Kale Apple Salad with Bacon and Cheddar
This Kale Apple Salad combines tender massaged curly kale with sharp cheddar, crisp bacon, toasted almonds, and sweet diced apple. A fresh lemon dressing with maple syrup and garlic ties the flavors together, enhancing the kale's texture and making the greens silky yet substantial. The balance of crunchy, creamy, sharp, and sweet components creates an engaging texture and flavor profile ideal for a side or light meal.
Ingredients
- 4 cups curly kale chopped
- 1/8-1/4 tsp avocado oil (or olive oil)
- salt pinch
- 3-4 lices Bacon (see notes for vegetarian options)
- ¼ cup almonds toasted, roasted, or regular, sliced
- 2-3 oz cheddar cheese sharp
- 1 apple fuji is another tasty option!, honeycrisp, medium
FRESH LEMON DRESSING
- 2 TBSP avocado oil
- 2 TBSP lemon fresh-squeezed juice
- 1-2 TBSP pure maple syrup to sweeten dressing to taste
- ⅛ tsp salt
- ⅛ tsp black pepper
- 1 garlic peeled and minced, small clove
Instructions
- To transform curly kale leaves into silky, tender salad greens, let's massage our kale! After washing and drying, start by removing the leaves from the stem. Finely chop the leaves and measure out 4 cups of kale. Add to a large bowl with 1/8-1/4 tsp oil and a teeny tiny pinch of salt. Massage oil into leaves until tender and vibrant green.

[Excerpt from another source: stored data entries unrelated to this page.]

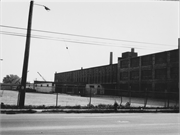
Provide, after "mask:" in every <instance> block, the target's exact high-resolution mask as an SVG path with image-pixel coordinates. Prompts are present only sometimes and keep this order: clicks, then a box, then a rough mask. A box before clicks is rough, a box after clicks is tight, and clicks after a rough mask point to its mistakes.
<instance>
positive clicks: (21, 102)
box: [17, 1, 34, 108]
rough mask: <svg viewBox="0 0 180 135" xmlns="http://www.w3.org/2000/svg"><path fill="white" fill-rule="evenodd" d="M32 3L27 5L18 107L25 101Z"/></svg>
mask: <svg viewBox="0 0 180 135" xmlns="http://www.w3.org/2000/svg"><path fill="white" fill-rule="evenodd" d="M33 4H34V1H31V2H30V7H29V17H28V26H27V35H26V47H25V53H24V63H23V71H22V80H21V86H20V89H19V95H18V103H17V104H18V107H20V108H23V107H24V101H25V92H26V80H27V69H28V61H29V49H30V39H31V24H32V14H33Z"/></svg>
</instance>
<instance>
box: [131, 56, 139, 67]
mask: <svg viewBox="0 0 180 135" xmlns="http://www.w3.org/2000/svg"><path fill="white" fill-rule="evenodd" d="M131 67H139V58H132V59H131Z"/></svg>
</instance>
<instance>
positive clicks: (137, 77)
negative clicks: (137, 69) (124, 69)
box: [131, 71, 139, 80]
mask: <svg viewBox="0 0 180 135" xmlns="http://www.w3.org/2000/svg"><path fill="white" fill-rule="evenodd" d="M138 79H139V71H131V80H138Z"/></svg>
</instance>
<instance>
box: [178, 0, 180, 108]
mask: <svg viewBox="0 0 180 135" xmlns="http://www.w3.org/2000/svg"><path fill="white" fill-rule="evenodd" d="M179 4H180V2H179ZM179 10H180V9H179ZM179 14H180V13H179ZM179 36H180V35H179ZM178 49H179V97H180V38H178ZM179 97H178V99H179ZM178 99H177V100H178ZM179 109H180V100H179Z"/></svg>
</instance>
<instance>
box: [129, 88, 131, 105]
mask: <svg viewBox="0 0 180 135" xmlns="http://www.w3.org/2000/svg"><path fill="white" fill-rule="evenodd" d="M129 103H130V104H131V86H129Z"/></svg>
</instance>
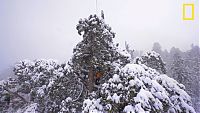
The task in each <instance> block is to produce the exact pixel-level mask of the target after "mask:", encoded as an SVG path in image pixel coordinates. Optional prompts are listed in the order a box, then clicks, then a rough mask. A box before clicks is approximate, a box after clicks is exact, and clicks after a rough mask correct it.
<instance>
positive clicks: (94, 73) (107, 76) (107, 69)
mask: <svg viewBox="0 0 200 113" xmlns="http://www.w3.org/2000/svg"><path fill="white" fill-rule="evenodd" d="M76 29H77V30H78V33H79V35H81V36H82V37H83V40H82V41H81V42H80V43H78V44H77V45H76V48H74V51H73V53H74V55H73V57H72V64H71V66H72V68H73V70H74V73H76V74H77V75H78V76H79V77H80V78H81V79H82V80H83V81H84V82H87V87H88V89H89V92H91V91H93V87H94V83H95V81H96V79H97V78H95V75H96V74H98V73H99V75H100V76H103V77H108V75H109V73H110V71H111V70H112V69H113V66H112V65H111V63H113V62H114V61H117V60H119V62H121V64H122V65H123V64H125V63H127V62H128V61H127V60H126V59H127V58H126V57H125V56H123V55H121V54H120V53H119V52H118V51H117V47H116V46H115V45H114V44H113V38H114V37H115V33H113V32H112V30H111V27H109V26H108V25H107V24H105V22H104V19H103V18H99V17H98V16H97V15H90V16H89V18H88V19H80V21H79V24H78V25H77V27H76ZM103 77H102V78H103Z"/></svg>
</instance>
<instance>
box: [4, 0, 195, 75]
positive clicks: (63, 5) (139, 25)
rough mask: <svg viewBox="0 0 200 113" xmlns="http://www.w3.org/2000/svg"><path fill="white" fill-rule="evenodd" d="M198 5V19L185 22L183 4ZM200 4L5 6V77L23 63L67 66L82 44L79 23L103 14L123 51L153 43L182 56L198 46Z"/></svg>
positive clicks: (146, 2) (125, 0) (28, 0)
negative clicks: (124, 48) (78, 30)
mask: <svg viewBox="0 0 200 113" xmlns="http://www.w3.org/2000/svg"><path fill="white" fill-rule="evenodd" d="M190 2H192V3H194V4H195V19H194V20H192V21H183V20H182V4H183V3H190ZM198 2H199V1H198V0H109V1H108V0H97V9H96V1H95V0H57V1H55V0H1V1H0V72H1V71H2V70H4V69H6V68H8V67H9V66H12V65H13V63H15V62H17V61H19V60H22V59H31V60H34V59H37V58H45V59H57V60H59V61H61V62H64V61H67V60H69V59H70V57H71V55H72V49H73V47H75V45H76V44H77V43H78V42H79V41H81V39H82V38H81V36H79V35H78V33H77V30H76V24H77V23H78V20H79V19H80V18H87V17H88V16H89V15H90V14H95V13H97V14H98V15H100V11H101V10H104V14H105V22H106V23H107V24H109V25H110V26H111V27H112V29H113V31H114V32H115V33H116V38H115V42H119V43H120V45H121V46H122V47H123V46H124V42H125V41H127V42H128V43H129V44H130V45H131V47H132V48H134V49H138V50H150V49H151V48H152V45H153V43H154V42H159V43H160V44H161V46H162V48H165V49H168V50H170V48H171V47H173V46H175V47H178V48H180V49H181V50H183V51H186V50H188V49H190V45H191V44H192V43H193V44H195V45H198V44H199V40H198V36H199V28H198V27H199V21H198V20H199V15H198V14H199V11H198V9H199V6H198V4H199V3H198Z"/></svg>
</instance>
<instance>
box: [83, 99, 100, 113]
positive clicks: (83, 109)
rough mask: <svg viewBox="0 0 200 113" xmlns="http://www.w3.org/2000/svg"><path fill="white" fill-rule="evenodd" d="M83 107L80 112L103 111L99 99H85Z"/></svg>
mask: <svg viewBox="0 0 200 113" xmlns="http://www.w3.org/2000/svg"><path fill="white" fill-rule="evenodd" d="M83 108H84V109H83V111H82V113H85V112H89V113H103V112H102V110H103V106H102V105H101V104H100V99H92V100H90V99H85V100H84V102H83Z"/></svg>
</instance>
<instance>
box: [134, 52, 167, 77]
mask: <svg viewBox="0 0 200 113" xmlns="http://www.w3.org/2000/svg"><path fill="white" fill-rule="evenodd" d="M135 62H136V63H137V64H139V63H142V64H145V65H146V66H148V67H151V68H153V69H156V70H157V71H158V72H160V73H163V74H166V67H165V65H166V64H165V63H164V61H163V59H162V58H161V56H160V54H158V53H156V52H154V51H150V52H146V53H145V54H144V55H142V56H141V58H136V59H135Z"/></svg>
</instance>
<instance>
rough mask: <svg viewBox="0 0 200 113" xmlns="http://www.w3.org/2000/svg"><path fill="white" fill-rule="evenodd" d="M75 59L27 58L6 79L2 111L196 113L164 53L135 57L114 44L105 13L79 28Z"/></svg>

- Next whisk togehter dressing ingredients. Sample and adjust salt/pepper/maple syrup to taste if needed. Set aside.
- Cook bacon until via preferred method until crispy or grab your favorite vegetarian alternative. I like to coarsely chop mine then saute in a frying pan until nice and crisp, then allow it to try between paper towels while I prep the salad. If cooking in strips, crumble once cooled.
- Next coarsely chop your sliced almonds (or leave whole for more texture), cube cheese into small fork-friendly bites (approx. 1/2 inch cubes), and finely dice apple.
- Add almonds, cheese, and apple to the kale. Whisk dressing once more before adding to salad. Toss to coat and top with bacon. Enjoy!
Notes
- This recipe makes 4 side salads or 2 large portions as a main dish.
- Vegetarian options include plant-based bacon bits or smokey tempeh bacon, and dried cranberries can replace bacon.
- Candied walnuts or pecans add a sweet-savory contrast if desired.
- Nutritional estimates depend on ingredient variations and can be adjusted accordingly.
Nutrition Information
Nutrition Facts
Serving: 4 servings
Amount Per Serving
Calories 347
% Daily Value*
| Calories | 347kcal | 17% |
| Carbohydrates | 20g | 7% |
| Protein | 12g | 24% |
| Fat | 26g | 40% |
| Saturated Fat | 7g | 35% |
| Cholesterol | 26mg | 9% |
| Sodium | 297mg | 12% |
| Potassium | 540mg | 11% |
| Fiber | 3g | 12% |
| Sugar | 9g | 18% |
| Vitamin A | 6860IU | 137% |
| Vitamin C | 86mg | 96% |
| Calcium | 250mg | 25% |
| Iron | 2mg | 11% |
* Percent Daily Values are based on a 2,000 calorie diet.